Burger Wars in North Texas

Would you spend an hour in line for a cheeseburger?

People in Dallas are.

They're lining up for Shake Shack, an East coast import, that opened its doors for the first time in Uptown Thursday.

"I think it is really special," said Shake Shack's culinary director Mark Rosati. "We're going to have great food and great hospitality."

Dallas is the chain's 120th restaurant world-wide.

Two miles away in Deep Ellum, the lunch crowd is picking up at Stackhouse.

The burger joint opened nearly five years ago to little fanfare and wait times are minimal, if you have to wait at all.

"Being a mom and pop along all these corporate chains is not easy," said General Manager Daniel Macrini. "Our plan here is simple. We use fresh ingredients, the best we can get our hands on and we stay as consistent as we can."

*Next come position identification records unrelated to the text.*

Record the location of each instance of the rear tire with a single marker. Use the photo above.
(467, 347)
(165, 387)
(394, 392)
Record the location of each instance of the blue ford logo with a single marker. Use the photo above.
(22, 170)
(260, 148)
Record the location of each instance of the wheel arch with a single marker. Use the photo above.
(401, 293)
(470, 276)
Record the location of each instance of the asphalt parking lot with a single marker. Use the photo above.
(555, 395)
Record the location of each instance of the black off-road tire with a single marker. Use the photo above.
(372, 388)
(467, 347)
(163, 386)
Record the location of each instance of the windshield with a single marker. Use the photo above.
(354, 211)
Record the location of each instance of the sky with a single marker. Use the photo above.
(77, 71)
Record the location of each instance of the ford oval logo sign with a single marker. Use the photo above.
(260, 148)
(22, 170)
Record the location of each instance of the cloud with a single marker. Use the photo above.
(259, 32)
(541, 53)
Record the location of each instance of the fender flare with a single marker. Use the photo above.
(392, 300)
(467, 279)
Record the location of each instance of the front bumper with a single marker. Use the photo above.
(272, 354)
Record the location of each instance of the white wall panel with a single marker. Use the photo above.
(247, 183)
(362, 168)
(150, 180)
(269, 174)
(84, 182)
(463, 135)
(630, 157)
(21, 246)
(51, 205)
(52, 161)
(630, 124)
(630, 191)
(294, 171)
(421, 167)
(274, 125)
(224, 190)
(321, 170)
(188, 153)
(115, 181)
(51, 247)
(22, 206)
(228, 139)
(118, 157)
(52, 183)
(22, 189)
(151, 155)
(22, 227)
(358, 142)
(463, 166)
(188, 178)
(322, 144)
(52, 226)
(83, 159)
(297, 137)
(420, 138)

"I'm a burger fan," added Rosati. "When I come to city's like Dallas, I like finding those mom's and pop's and eating their burgers. That's where I draw a lot of my inspiration."

Rosati argues that corporate giants and local restaurants can get along just fine.

"If you're a fan of burgers, you don't pledge allegiance to just one burger, " he added. "You like a variety in your diet and if we're all doing different versions of great classic American hamburgers, there's enough fans for all of us."